La bataille qui s’annonce, à laquelle BHO a été contraint plus qu’il ne l’a voulue, risque évidemment de secouer terriblement le “centre” du Système, et le Système tout court, lorsqu’on mesure le poids formidable des sommes en jeu. Elle risque aussi de secouer violemment la stabilité de la position d’Obama, et Obama lui-même. Nous irions jusqu’à dire qu’il y a dans cette affaire deux batailles qui se profilent, aussi importantes l’une que l’autre : d’une part, la bataille du déficit, dont les enjeux, selon certains, sont capitaux, avec le plan républicain violemment dénoncé par les économistes les moins orthodoxes par rapport au carcan financier du capitalisme US, qui y voient une nouvelle version des erreurs de Roosevelt de 1937, lorsque les contraintes des dépenses publiques précipitèrent une rechute dans la dépression avec une relance dramatique du chômage.
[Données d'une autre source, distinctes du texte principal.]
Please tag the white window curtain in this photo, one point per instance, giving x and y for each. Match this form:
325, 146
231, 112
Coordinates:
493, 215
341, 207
Bien entendu, une telle perspective toucherait de plein fouet, non seulement l’économie US mais l’économie mondiale, toujourts engluées dans une crise profonde.
L’autre bataille, c’est peut-être celle de la réélection d’Obama. Si le président ne tient pas ses positions face aux républicains, s’il cède une fois de plus, les ravages dans les rangs de ses partisans seront terribles. Dans ce cas, sa réélection serait sans aucun doute en jeu.